Hacker News new | past | comments | ask | show | jobs | submit login

On the limitations of machine learning as in the OP, the OP is correct.

So, right, current approaches to "machine learning* as in the OP have some serious "limitations". But this point is a small, tiny special case of something else much larger and more important: Current approaches to "machine learning" as in the OP are essentially some applied math, and applied math is commonly much more powerful than machine learning as in the OP and has much less severe limitations.

Really, "machine learning" as in the OP is not learning in any significantly meaningful sense at all. Really, apparently, the whole field of "machine learning" is heavily just hype from the deceptive label "machine learning". That hype is deceptive, apparently deliberately so, and unprofessional.

Broadly machine learning as in the OP is a case of old empirical curve fitting where there is a long history with a lot of approaches quite different from what is in the OP. Some of the approaches are under some circumstances much more powerful than what is in the OP.

The attention to machine learning is omitting a huge body of highly polished knowledge usually much more powerful. In a cooking analogy, you are being sold a state fair corn dog, which can be good, instead of everything in Escoffier,

Prosper Montagné, Larousse Gastronomique: The Encyclopedia of Food, Wine, and Cookery, ISBN 0-517-503336, Crown Publishers, New York, 1961.

Essentially, for machine learning as in the OP, if (A) have a LOT of training data, (B) a lot of testing data, (C) by gradient descent or whatever build a model of some kind that fits the training data, and (D) the model also predicts well on the testing data, then (E) may have found something of value.

But the test in (D) is about the only assurance of any value. And the value in (D) needs an assumption: Applications of the model will in some suitable sense, rarely made clear, be close to the training data.

Such fitting goes back at least to

Leo Breiman, Jerome H. Friedman, Richard A. Olshen, Charles J. Stone, Classification and Regression Trees, ISBN 0-534-98054-6, Wadsworth & Brooks/Cole, Pacific Grove, California, 1984.

not nearly new. This work is commonly called CART, and there has long been corresponding software.

And CART goes back to versions of regression analysis that go back maybe 100 years.

So, sure, in regression analysis, we are given points on an X-Y coordinate system and want to fit a straight line so that as a function of points on the X axis the line does well approximating the points on the X-Y plot.
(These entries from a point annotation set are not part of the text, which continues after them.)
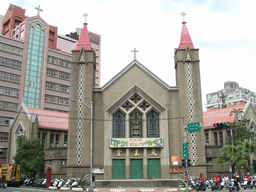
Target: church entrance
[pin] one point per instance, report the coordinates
(118, 169)
(136, 169)
(154, 169)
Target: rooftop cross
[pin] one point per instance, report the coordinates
(38, 9)
(183, 14)
(85, 15)
(134, 53)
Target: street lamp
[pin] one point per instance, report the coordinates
(91, 188)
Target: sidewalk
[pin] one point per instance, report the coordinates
(132, 189)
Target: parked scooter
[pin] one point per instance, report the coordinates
(2, 183)
(247, 184)
(200, 185)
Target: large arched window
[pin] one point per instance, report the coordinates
(119, 125)
(153, 125)
(135, 125)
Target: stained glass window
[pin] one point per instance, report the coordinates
(136, 125)
(153, 125)
(119, 125)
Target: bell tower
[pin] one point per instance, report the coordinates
(187, 69)
(82, 82)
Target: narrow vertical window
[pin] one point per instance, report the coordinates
(51, 140)
(221, 138)
(57, 140)
(207, 138)
(153, 124)
(216, 138)
(119, 125)
(65, 140)
(136, 125)
(43, 140)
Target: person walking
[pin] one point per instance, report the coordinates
(226, 180)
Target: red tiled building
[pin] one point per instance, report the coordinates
(35, 66)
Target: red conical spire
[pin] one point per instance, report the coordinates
(84, 39)
(185, 37)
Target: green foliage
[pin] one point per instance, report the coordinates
(238, 148)
(237, 155)
(30, 156)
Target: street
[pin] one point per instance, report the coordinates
(23, 189)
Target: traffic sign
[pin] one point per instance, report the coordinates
(192, 127)
(184, 150)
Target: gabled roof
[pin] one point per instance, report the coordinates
(50, 119)
(185, 38)
(135, 63)
(84, 40)
(220, 115)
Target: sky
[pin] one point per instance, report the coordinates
(222, 30)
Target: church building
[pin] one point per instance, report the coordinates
(133, 127)
(136, 120)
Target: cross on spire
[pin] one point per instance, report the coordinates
(85, 16)
(183, 14)
(134, 53)
(38, 9)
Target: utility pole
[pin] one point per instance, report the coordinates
(186, 156)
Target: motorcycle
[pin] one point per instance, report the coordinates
(192, 183)
(200, 185)
(214, 185)
(61, 183)
(247, 184)
(231, 185)
(2, 183)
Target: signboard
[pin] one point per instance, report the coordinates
(175, 160)
(12, 171)
(230, 169)
(136, 142)
(184, 150)
(192, 127)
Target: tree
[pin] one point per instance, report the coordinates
(30, 156)
(237, 155)
(239, 147)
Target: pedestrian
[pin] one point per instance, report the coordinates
(226, 180)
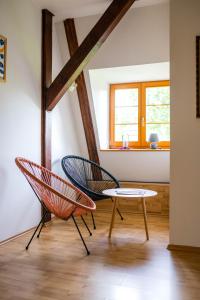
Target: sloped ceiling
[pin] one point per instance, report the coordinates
(63, 9)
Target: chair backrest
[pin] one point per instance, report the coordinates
(88, 176)
(59, 197)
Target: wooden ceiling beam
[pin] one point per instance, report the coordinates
(86, 50)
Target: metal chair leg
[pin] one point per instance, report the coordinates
(93, 221)
(86, 225)
(40, 229)
(81, 235)
(41, 221)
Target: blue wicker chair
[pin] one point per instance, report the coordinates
(89, 177)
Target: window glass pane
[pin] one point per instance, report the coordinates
(158, 114)
(158, 95)
(131, 130)
(163, 131)
(125, 115)
(126, 97)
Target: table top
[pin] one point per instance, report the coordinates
(129, 193)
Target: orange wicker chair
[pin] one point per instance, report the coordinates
(56, 195)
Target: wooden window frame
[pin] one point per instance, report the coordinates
(141, 143)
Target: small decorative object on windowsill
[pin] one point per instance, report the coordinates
(125, 142)
(153, 139)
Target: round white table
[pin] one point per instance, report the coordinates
(130, 193)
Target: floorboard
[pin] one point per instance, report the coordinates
(126, 267)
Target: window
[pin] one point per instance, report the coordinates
(137, 110)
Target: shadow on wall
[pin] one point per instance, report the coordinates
(2, 182)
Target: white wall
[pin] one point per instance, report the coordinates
(185, 132)
(20, 115)
(142, 37)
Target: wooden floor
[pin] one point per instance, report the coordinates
(125, 268)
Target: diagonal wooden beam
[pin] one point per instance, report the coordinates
(86, 50)
(71, 36)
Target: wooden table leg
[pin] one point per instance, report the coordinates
(145, 217)
(113, 216)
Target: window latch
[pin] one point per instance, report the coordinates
(142, 121)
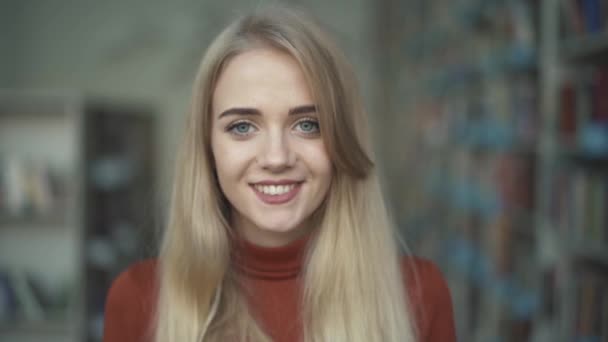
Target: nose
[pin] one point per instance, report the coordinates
(276, 155)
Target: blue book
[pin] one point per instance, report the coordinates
(592, 14)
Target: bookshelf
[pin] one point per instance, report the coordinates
(75, 200)
(576, 181)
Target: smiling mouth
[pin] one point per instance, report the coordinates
(276, 194)
(274, 190)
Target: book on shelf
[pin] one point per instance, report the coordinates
(583, 113)
(581, 17)
(591, 308)
(578, 205)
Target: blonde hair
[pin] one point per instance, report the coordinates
(353, 288)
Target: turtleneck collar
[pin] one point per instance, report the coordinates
(284, 262)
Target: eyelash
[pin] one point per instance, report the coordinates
(232, 127)
(311, 120)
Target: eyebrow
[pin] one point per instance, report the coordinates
(305, 109)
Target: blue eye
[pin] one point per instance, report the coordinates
(240, 128)
(308, 126)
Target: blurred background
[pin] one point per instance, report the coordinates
(490, 120)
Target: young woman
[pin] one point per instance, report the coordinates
(278, 230)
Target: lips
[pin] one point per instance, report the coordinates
(276, 192)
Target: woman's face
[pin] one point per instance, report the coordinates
(269, 156)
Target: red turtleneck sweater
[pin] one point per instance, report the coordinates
(272, 275)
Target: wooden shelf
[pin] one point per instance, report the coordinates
(32, 221)
(592, 49)
(36, 327)
(591, 250)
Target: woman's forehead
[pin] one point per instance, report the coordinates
(261, 78)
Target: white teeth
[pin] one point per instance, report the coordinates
(274, 189)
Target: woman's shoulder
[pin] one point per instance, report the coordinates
(430, 299)
(130, 303)
(139, 276)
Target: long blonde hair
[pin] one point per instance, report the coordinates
(353, 288)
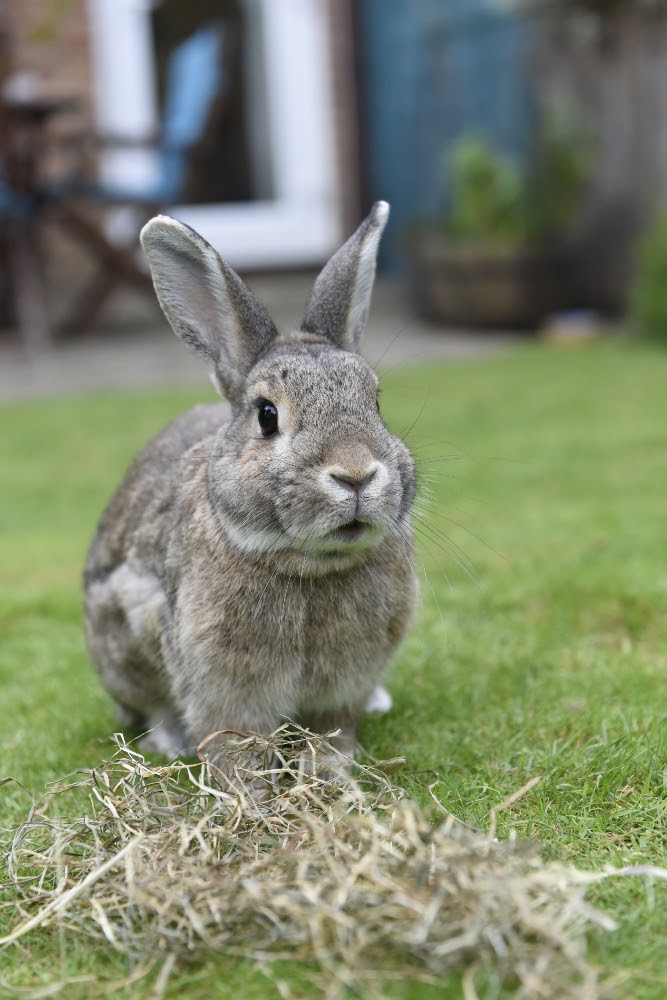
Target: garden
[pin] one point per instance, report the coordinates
(529, 697)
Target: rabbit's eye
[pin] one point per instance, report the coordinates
(267, 417)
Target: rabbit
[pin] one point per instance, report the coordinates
(256, 564)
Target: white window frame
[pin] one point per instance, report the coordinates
(302, 223)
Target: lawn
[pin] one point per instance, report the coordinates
(540, 648)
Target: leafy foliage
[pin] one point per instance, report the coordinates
(648, 297)
(493, 198)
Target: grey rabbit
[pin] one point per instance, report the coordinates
(255, 565)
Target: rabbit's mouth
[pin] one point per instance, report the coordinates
(350, 532)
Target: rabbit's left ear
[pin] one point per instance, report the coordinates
(340, 299)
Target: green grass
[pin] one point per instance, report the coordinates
(540, 647)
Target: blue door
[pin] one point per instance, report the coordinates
(431, 70)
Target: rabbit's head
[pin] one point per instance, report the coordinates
(305, 471)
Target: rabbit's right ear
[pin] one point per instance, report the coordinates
(208, 306)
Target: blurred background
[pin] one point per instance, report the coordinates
(522, 146)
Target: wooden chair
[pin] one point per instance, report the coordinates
(196, 83)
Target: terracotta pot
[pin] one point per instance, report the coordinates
(485, 285)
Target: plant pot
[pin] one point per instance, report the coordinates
(484, 285)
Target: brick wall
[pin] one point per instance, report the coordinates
(49, 38)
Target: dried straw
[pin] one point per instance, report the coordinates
(272, 860)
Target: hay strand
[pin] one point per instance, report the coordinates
(269, 860)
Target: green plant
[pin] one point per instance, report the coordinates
(494, 199)
(648, 296)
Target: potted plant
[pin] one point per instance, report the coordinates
(501, 256)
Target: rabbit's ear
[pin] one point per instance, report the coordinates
(340, 299)
(208, 306)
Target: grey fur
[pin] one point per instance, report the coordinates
(222, 590)
(340, 300)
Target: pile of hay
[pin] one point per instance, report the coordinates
(349, 877)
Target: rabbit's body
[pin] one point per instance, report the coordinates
(240, 578)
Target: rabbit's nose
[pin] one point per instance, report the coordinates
(353, 480)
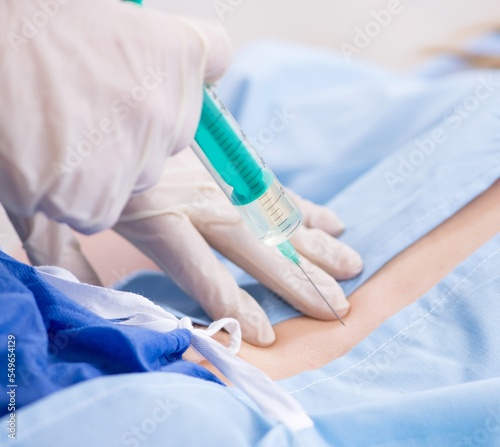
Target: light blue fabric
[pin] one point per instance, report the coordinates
(347, 119)
(430, 375)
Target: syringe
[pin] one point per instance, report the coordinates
(247, 181)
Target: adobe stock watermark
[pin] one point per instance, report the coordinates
(31, 26)
(426, 147)
(222, 7)
(482, 435)
(121, 107)
(363, 36)
(137, 434)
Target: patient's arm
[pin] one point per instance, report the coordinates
(303, 343)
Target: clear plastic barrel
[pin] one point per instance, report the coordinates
(250, 185)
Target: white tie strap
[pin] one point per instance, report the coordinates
(135, 310)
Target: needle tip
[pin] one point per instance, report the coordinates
(321, 295)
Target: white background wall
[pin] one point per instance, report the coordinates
(420, 25)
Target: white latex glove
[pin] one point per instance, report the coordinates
(177, 221)
(94, 95)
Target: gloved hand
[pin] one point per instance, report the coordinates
(95, 94)
(177, 221)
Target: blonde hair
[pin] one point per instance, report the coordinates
(474, 59)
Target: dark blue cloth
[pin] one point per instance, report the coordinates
(59, 343)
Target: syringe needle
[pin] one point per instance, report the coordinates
(320, 294)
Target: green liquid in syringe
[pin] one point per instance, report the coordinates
(225, 149)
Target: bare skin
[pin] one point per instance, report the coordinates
(396, 285)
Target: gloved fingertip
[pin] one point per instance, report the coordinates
(218, 47)
(355, 264)
(256, 328)
(350, 266)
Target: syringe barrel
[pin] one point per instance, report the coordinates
(243, 175)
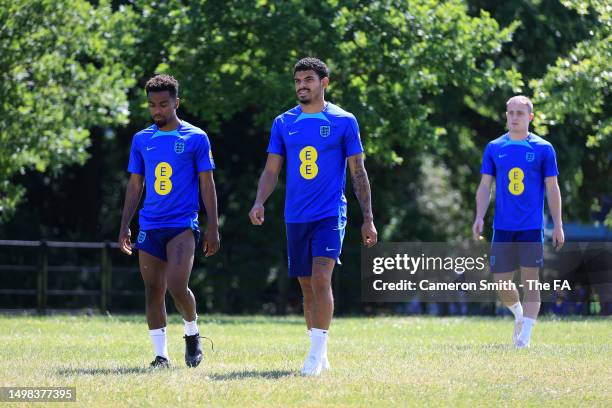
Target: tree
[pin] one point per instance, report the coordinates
(61, 75)
(574, 100)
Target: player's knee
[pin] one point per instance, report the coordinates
(154, 291)
(320, 285)
(532, 296)
(178, 288)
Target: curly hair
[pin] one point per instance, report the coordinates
(162, 82)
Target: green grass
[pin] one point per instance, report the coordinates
(380, 361)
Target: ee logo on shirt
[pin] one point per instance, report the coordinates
(516, 176)
(308, 157)
(163, 172)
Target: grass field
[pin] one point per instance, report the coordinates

Being more specific could use some mathematical notation awkward for simple typing and, really, likely not needed here.

Well, to generalize, the X axis can have several dimensions, that is, accommodate several variables. The result is multiple linear regression.

For more, there is a lot with a lot of guarantees. Can find those in short and easy form in

Alexander M. Mood, Franklin A. Graybill, and Duane C. Boas, Introduction to the Theory of Statistics, Third Edition, McGraw-Hill, New York, 1974.

with more detail but still easy form in

N. R. Draper and H. Smith, Applied Regression Analysis, John Wiley and Sons, New York, 1968.

with much more detail and carefully done in

C. Radhakrishna Rao, Linear Statistical Inference and Its Applications: Second Edition, ISBN 0-471-70823-2, John Wiley and Sons, New York, 1967.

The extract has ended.